Novozymes’ international operations mean that the income statement and balance sheet are exposed to a number of financial risk factors. Financial risks are managed centrally for the entire Group. The use of financial instruments is governed by the treasury policy approved by Novozymes’ Board of Directors. The treasury policy is unchanged from previous years. This policy contains rules on the financial instruments that can be used for hedging, the counterparties that can be used and the risk profile that is to be applied. Financial instruments are used to hedge existing assets and liabilities or expected future net cash flow.

Currency exposure
Currency exposure arises due to imbalances between income and costs in each individual currency and because Novozymes has more assets than liabilities in foreign subsidiaries. Operating profit is most exposed to the EUR, USD and JPY. A 2.25% movement in the EUR would, other things being equal, result in a change in operating profit of around DKK 45-55 million. A movement of 5% in the USD would result in a change in operating profit in the region of DKK 40-60 million. A movement of 5% in the JPY would result in a change in the region of DKK 5-10 million.

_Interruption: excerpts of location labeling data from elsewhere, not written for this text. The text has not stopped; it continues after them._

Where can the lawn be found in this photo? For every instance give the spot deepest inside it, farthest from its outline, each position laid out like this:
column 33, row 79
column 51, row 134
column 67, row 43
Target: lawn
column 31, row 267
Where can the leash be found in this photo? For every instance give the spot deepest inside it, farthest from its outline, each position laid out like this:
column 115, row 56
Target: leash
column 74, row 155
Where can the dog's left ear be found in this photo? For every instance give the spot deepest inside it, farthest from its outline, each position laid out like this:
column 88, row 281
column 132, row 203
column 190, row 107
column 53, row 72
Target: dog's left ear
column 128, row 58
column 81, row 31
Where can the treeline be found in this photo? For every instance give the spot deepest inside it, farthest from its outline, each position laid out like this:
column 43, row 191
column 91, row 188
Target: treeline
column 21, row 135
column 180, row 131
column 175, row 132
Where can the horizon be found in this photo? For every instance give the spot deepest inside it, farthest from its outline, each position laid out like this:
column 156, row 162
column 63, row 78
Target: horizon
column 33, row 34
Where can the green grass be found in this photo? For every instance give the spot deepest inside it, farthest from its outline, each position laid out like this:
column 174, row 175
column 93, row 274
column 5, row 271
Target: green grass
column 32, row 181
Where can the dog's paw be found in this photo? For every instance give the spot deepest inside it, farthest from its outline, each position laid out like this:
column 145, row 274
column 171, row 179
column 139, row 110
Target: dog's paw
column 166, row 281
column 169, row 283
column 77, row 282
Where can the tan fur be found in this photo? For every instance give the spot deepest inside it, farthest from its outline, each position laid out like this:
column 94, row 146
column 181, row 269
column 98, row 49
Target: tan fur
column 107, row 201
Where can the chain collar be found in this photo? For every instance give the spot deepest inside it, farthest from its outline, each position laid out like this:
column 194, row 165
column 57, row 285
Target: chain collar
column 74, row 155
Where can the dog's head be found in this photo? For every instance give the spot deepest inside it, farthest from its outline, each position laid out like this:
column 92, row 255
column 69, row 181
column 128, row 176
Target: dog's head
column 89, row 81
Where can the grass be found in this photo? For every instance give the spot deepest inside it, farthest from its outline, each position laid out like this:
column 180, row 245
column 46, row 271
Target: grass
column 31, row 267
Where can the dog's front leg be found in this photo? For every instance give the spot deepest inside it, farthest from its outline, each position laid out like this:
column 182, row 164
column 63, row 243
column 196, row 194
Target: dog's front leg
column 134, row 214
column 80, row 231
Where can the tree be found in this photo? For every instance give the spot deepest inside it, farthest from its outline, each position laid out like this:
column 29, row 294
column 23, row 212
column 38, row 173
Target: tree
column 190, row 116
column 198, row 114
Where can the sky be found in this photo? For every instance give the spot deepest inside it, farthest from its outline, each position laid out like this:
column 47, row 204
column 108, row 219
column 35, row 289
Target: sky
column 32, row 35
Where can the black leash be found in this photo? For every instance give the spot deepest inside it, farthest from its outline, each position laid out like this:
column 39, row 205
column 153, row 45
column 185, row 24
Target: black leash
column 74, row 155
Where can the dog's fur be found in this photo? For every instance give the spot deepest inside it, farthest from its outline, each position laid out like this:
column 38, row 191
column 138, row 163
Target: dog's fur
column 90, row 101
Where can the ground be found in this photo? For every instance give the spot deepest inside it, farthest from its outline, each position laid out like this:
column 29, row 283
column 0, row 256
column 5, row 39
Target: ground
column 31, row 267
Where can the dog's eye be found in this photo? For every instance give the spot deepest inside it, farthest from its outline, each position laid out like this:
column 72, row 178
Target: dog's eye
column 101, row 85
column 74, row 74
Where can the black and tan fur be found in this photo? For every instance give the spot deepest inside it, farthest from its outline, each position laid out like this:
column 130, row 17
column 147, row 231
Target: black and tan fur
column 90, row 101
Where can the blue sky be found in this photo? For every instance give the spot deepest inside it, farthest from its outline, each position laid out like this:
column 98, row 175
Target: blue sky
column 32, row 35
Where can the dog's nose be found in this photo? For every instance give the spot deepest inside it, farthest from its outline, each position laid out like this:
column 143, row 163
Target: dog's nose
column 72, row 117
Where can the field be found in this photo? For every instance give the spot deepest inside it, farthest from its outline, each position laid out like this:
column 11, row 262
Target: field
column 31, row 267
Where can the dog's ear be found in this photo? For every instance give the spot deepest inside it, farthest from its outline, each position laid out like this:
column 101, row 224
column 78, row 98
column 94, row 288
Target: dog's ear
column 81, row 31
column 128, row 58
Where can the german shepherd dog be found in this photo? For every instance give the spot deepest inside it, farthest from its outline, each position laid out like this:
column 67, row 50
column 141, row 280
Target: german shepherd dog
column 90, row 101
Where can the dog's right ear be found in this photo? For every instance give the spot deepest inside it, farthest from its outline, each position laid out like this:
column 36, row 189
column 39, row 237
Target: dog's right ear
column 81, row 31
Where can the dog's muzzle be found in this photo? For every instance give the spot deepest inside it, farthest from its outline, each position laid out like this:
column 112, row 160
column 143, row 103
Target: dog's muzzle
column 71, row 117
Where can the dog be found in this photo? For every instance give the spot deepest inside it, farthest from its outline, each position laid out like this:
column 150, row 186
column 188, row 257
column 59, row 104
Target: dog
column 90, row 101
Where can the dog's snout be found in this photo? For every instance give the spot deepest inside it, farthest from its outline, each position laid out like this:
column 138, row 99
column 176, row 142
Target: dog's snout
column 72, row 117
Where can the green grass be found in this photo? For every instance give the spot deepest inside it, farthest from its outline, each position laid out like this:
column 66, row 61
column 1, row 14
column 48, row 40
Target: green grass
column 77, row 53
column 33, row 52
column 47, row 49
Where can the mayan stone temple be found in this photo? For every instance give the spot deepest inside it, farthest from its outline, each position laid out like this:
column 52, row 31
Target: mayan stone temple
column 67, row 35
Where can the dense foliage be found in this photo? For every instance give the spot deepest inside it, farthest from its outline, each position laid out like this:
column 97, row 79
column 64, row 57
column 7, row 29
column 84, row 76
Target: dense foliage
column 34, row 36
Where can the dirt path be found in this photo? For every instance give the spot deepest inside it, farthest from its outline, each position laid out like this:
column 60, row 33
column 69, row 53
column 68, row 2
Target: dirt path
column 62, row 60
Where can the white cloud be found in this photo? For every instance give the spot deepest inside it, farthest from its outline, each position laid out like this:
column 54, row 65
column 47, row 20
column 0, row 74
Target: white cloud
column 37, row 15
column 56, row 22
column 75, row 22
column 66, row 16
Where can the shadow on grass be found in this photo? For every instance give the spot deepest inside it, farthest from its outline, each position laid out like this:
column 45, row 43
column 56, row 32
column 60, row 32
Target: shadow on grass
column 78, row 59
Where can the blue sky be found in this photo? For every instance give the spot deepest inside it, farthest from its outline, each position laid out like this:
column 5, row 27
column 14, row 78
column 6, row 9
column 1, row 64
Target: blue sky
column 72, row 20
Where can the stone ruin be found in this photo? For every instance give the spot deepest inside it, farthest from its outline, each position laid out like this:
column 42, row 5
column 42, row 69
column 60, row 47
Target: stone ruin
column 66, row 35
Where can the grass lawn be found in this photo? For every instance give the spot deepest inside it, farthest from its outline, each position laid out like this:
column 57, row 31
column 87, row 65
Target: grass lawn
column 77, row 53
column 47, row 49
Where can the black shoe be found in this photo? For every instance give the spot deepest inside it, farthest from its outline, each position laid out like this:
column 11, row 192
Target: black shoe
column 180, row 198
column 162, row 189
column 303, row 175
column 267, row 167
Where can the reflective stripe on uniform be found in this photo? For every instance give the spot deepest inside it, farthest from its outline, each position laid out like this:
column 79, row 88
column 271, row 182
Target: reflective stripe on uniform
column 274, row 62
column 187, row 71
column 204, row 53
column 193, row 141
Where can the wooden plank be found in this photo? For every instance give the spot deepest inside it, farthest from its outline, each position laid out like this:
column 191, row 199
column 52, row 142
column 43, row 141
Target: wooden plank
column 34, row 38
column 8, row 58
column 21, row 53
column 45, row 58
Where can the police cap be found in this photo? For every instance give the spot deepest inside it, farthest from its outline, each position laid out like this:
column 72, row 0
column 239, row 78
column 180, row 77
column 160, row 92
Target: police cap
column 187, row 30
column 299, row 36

Initially, Novozymes’ policy is to hedge existing net assets in foreign currencies and expected future net exposure from the company’s operations. Hedging of exchange rate exposure is carried out through a combination of currency loans, forward exchange contracts, currency swaps and options. The exchange rate hedging transactions are based on Novozymes’ expectations of future exchange rate movements and are carried out to minimize the risk of loss and therefore increase the predictability of the Group’s financial results.

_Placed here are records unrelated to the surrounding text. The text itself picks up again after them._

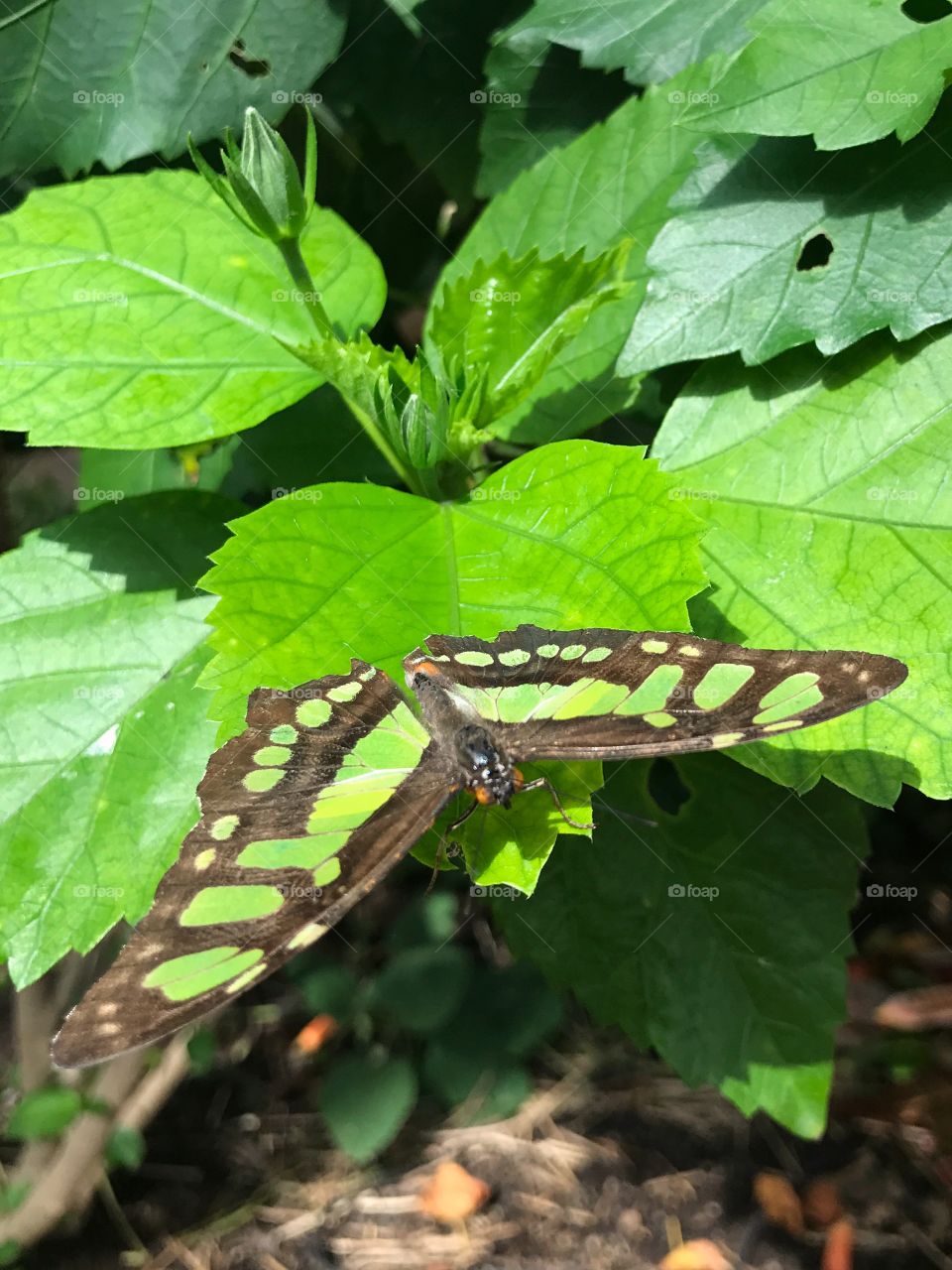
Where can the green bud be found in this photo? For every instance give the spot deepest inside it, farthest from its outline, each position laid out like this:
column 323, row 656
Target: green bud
column 262, row 185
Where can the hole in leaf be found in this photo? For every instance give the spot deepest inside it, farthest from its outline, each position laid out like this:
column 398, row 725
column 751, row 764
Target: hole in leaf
column 815, row 253
column 253, row 66
column 927, row 10
column 666, row 788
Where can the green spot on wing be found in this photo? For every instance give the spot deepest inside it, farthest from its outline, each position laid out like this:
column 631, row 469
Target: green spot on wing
column 344, row 691
column 720, row 684
column 793, row 695
column 597, row 698
column 789, row 688
column 217, row 905
column 658, row 719
column 291, row 852
column 194, row 973
column 515, row 657
column 272, row 756
column 810, row 697
column 263, row 780
column 654, row 691
column 597, row 654
column 327, row 873
column 312, row 714
column 223, row 826
column 472, row 657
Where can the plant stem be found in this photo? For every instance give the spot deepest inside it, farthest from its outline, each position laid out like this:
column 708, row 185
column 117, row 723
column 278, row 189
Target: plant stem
column 298, row 271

Currency exposure relating to investments in foreign subsidiaries is hedged where this is deemed appropriate. Currency exposure is managed primarily by taking out currency loans and entering into currency swaps. Currency swaps, which are used to hedge participating interests, generally have a maturity period of over 12 months.

Interest rate exposure
Interest rate exposure arises in relation to interest-bearing assets and liabilities. A change of one percentage point in the average interest rate on Novozymes’ net interest-bearing assets would have an effect on profit before tax of DKK 5 million. In accordance with Novozymes’ treasury policy, a minimum of 30% of loans must be fixed interest loans. At year-end 2007, 63% of the loan portfolio was at fixed rates of interest based on financial instruments. According to Novozymes’ treasury policy, free funds may only be invested in government bonds, extremely liquid domestic mortgage-credit bonds and money-market deposits.

Credit risk
Credit risk is managed at Group level. Credit risk occurs especially on available funds, derivatives and customer sales. Credit risk of available funds is managed by dealing in financial instruments and placing deposits only with banks that have a Moody’s credit rating of at least A2 or an S&P rating of A. Credit risk is calculated on the basis of net market values and is governed by the company’s treasury policy. Novozymes has entered into netting agreements (ISDA) with all the banks used for dealing in financial instruments, which means that Novozymes’ credit risk is limited to net assets. At December 31, 2007, the maximum credit risk related to one counterparty was equivalent to DKK 66 million. The credit risk of debtors is countered by thorough, regular analyses based on customer type, country and specific conditions. Generally, customers are highly creditworthy.

Liquidity risk
In connection with the Group’s ongoing financing of operations, including refinancing risk, the finance function shall ensure adequate and flexible liquidity. This is guaranteed by placing deposits in cash and extremely liquid negotiable instruments, and using binding credit facilities.